Gunn took inspiration from Grant Morrison’s All-Star Superman comics, whose Frank Quitely art restored the character’s primary-coloured wonder while Morrison’s funny, loving scripts made him a dying sun-god with poignantly contrasting farm-boy goodness. Morrison merged the mythic and human – Christ-like, All-American Everyman and Clark Kent klutz – into a moving restatement of Superman’s value. A film scene when a grateful civilian saves Superman is pure Morrison, but Gunn imbibes vibe more than plot.This Superman vows “to serve humanity” not the American way, but he’s inseparable from his country’s virtues and vices. Frank Miller’s comic The Dark Knight Returns made him an agent of Reaganite foreign policy, a super-Cruise missile subjugating El Salvador. Ohio-raised Jewish-Americans Jerry Siegel and Jerry Shuster’s 1938 creation of an alien crash-landing in the Midwest and assuming its values to become America’s perfect hero is much remarked immigrant wish-fulfilment. Gunn’s Superman sees him reduced to a rightless enemy alien, consigned to Luther’s super-prison in a stygian pocket universe worse even than Trump’s Alligator Alcatraz. Still, Superman’s Krypton legacy proves suspect next to Ma and Pa Kent’s heartland ways, confirming his naturalisation and Gunn’s unifying American intent.
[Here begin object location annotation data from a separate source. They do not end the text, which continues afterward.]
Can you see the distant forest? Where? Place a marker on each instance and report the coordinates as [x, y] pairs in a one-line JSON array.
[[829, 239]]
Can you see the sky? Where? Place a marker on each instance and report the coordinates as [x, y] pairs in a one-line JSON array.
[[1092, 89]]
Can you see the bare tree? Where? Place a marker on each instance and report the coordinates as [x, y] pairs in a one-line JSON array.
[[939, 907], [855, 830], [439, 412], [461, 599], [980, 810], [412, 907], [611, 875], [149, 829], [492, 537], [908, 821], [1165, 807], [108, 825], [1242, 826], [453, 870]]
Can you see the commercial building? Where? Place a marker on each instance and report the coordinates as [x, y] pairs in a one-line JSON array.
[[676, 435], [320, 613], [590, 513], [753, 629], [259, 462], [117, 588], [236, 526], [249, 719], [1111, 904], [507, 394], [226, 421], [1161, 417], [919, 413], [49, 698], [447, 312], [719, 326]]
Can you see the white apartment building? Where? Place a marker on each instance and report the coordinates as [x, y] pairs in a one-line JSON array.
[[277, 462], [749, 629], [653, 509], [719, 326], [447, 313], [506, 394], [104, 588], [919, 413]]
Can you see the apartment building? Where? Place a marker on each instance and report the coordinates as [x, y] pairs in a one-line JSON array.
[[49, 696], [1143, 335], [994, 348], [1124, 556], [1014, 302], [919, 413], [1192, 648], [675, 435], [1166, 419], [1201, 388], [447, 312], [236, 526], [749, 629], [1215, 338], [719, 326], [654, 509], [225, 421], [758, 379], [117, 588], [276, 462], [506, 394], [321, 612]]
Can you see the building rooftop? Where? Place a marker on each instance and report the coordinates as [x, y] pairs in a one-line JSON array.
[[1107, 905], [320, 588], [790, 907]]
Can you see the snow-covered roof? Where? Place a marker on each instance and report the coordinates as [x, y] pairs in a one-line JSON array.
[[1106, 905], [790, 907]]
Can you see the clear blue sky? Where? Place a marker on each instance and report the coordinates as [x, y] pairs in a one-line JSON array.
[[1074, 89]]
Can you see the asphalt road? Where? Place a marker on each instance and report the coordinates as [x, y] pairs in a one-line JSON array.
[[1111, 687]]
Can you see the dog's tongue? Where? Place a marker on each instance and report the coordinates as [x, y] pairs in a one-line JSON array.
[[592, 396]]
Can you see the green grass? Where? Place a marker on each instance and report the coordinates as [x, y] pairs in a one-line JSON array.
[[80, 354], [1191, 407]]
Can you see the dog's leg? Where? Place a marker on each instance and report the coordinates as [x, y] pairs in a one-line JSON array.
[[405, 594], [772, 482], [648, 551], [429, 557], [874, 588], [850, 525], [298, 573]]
The director’s patented light touch lets him down in a crowded narrative further hampered by Corenswet’s emotionally distant portrayal. It comes to feel like just another Superman movie in another superhero universe. It’s still moving because of the essence Morrison mainlined and Gunn truly believes in – of a benign, innocent and kind American hero born in the New Deal, and barely changed.